Prove that,if the midpoints of the sides of a quadrilateral are joined in order,we get a parallelogram.

(N/A) Let the vertices of the quadrilateral $\square ABCD$ be $A(x_1, y_1)$,$B(x_2, y_2)$,$C(x_3, y_3)$,and $D(x_4, y_4)$.
Let $P, Q, R$,and $S$ be the midpoints of sides $\overline{AB}$,$\overline{BC}$,$\overline{CD}$,and $\overline{DA}$ respectively.
Using the midpoint formula,the coordinates are:
$P = \left(\frac{x_1+x_2}{2}, \frac{y_1+y_2}{2}\right)$,$Q = \left(\frac{x_2+x_3}{2}, \frac{y_2+y_3}{2}\right)$,$R = \left(\frac{x_3+x_4}{2}, \frac{y_3+y_4}{2}\right)$,$S = \left(\frac{x_4+x_1}{2}, \frac{y_4+y_1}{2}\right)$.
$A$ quadrilateral is a parallelogram if its diagonals bisect each other,meaning they share the same midpoint.
Midpoint of diagonal $\overline{PR}$:
$= \left( \frac{\frac{x_1+x_2}{2} + \frac{x_3+x_4}{2}}{2}, \frac{\frac{y_1+y_2}{2} + \frac{y_3+y_4}{2}}{2} \right) = \left( \frac{x_1+x_2+x_3+x_4}{4}, \frac{y_1+y_2+y_3+y_4}{4} \right)$.

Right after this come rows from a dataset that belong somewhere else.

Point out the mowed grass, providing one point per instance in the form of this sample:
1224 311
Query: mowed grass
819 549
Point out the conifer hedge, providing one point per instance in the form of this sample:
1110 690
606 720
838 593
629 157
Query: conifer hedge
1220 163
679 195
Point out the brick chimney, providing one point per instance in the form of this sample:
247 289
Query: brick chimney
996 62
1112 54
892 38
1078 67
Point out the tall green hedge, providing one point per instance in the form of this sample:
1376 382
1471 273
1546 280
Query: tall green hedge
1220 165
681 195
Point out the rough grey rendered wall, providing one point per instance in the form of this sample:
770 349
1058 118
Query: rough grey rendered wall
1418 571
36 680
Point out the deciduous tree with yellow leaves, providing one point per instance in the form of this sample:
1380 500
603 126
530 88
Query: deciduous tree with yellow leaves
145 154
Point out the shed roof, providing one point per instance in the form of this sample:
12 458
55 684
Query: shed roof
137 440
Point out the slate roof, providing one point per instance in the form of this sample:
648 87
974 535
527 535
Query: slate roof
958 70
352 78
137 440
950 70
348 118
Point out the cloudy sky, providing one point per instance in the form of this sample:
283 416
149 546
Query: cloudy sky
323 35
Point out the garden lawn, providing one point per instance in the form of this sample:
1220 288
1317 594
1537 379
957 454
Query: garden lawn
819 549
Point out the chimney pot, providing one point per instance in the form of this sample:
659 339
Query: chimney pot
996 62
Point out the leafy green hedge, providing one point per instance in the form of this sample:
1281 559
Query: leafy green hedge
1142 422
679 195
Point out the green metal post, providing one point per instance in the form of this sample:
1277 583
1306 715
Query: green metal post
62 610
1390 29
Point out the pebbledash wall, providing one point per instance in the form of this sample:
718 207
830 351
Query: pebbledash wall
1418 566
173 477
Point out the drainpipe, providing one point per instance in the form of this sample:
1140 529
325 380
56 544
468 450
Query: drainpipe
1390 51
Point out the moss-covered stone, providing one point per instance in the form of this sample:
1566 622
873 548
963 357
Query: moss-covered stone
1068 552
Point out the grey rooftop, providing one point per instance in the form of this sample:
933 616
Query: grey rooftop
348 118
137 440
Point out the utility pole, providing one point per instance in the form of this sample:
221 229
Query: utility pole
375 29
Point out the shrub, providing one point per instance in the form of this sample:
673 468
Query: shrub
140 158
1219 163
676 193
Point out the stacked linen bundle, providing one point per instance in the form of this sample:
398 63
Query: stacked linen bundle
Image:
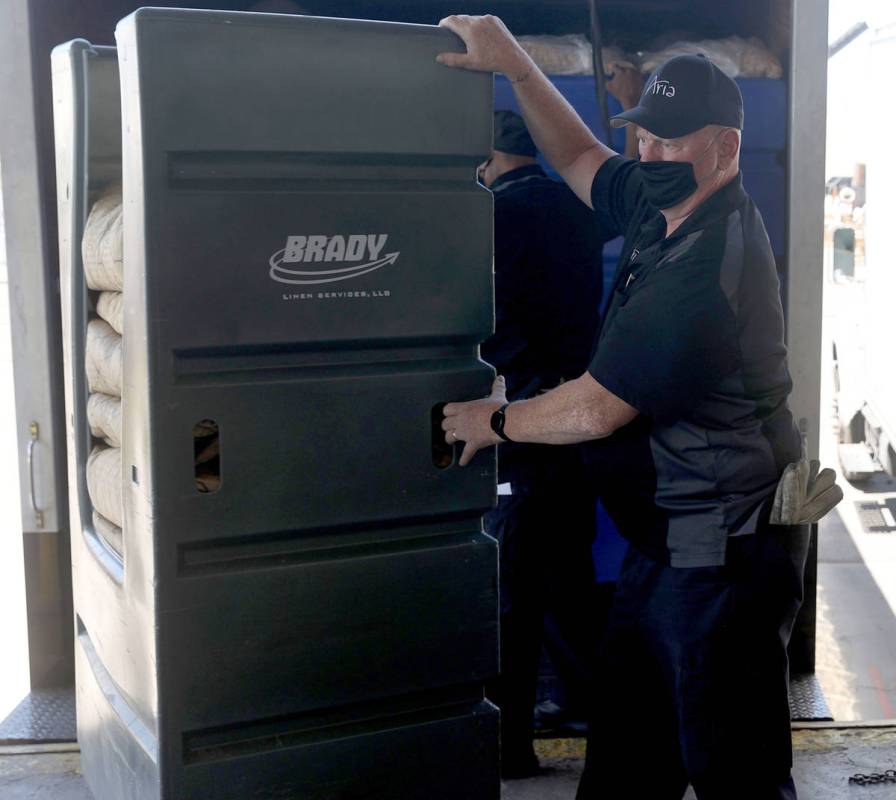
101 252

Midpoint of diagonal $\overline{QS}$:
$= \left( \frac{\frac{x_2+x_3}{2} + \frac{x_4+x_1}{2}}{2}, \frac{\frac{y_2+y_3}{2} + \frac{y_4+y_1}{2}}{2} \right) = \left( \frac{x_1+x_2+x_3+x_4}{4}, \frac{y_1+y_2+y_3+y_4}{4} \right)$.
Since the midpoints of diagonals $\overline{PR}$ and $\overline{QS}$ are identical,the diagonals bisect each other.
Therefore,$\square PQRS$ is a parallelogram.